Altogether, 2024 is shaping up to be a year of execution across our portfolio. We believe our work to date supports the continued development of both risvodetinib and 001Pro, and we appreciate the support of our shareholders as we continue on this journey to bring transformative treatments for patients across our therapeutic pipeline.
Sincerely,
Milton H. Werner, PhD.
President & CEO
About Inhibikase (www.inhibikase.com)
Inhibikase Therapeutics, Inc. (Nasdaq: IKT) is a clinical-stage pharmaceutical company developing therapeutics for Parkinson's disease and related disorders. Inhibikase's multi-therapeutic pipeline has a primary focus on neurodegeneration and its lead program risvodetinib, an Abelson Tyrosine Kinase (c-Abl) inhibitor, targets the treatment of Parkinson's disease inside and outside the brain as well as other diseases that arise from Abelson Tyrosine Kinases.
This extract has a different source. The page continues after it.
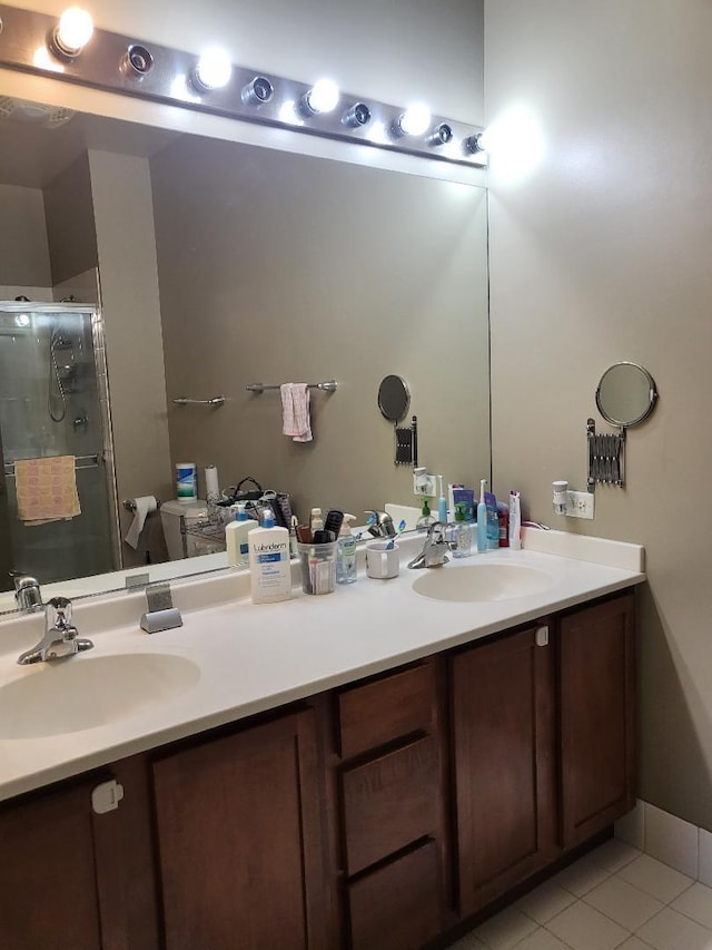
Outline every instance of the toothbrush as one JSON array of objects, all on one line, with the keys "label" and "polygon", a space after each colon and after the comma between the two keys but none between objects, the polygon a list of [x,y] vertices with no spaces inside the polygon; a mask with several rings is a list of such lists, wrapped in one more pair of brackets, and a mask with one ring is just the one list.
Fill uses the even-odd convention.
[{"label": "toothbrush", "polygon": [[437,520],[447,523],[447,500],[443,494],[443,476],[438,476],[441,497],[437,499]]}]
Its multi-therapeutic pipeline is pursuing Parkinson's-related disorders of the brain and GI tract, orphan indications related to Parkinson's disease such as Multiple System Atrophy, and drug delivery technologies for kinase inhibitors such as IkT-001Pro, a prodrug of the anticancer agent imatinib mesylate that the Company believes will provide a better patient experience with fewer on-dosing side-effects. The Company's RAMP™ medicinal chemistry program has identified several follow-on compounds to risvodetinib that could potentially be applied to other cognitive and motor function diseases of the brain. Inhibikase is headquartered in Atlanta, Georgia with offices in Lexington, Massachusetts.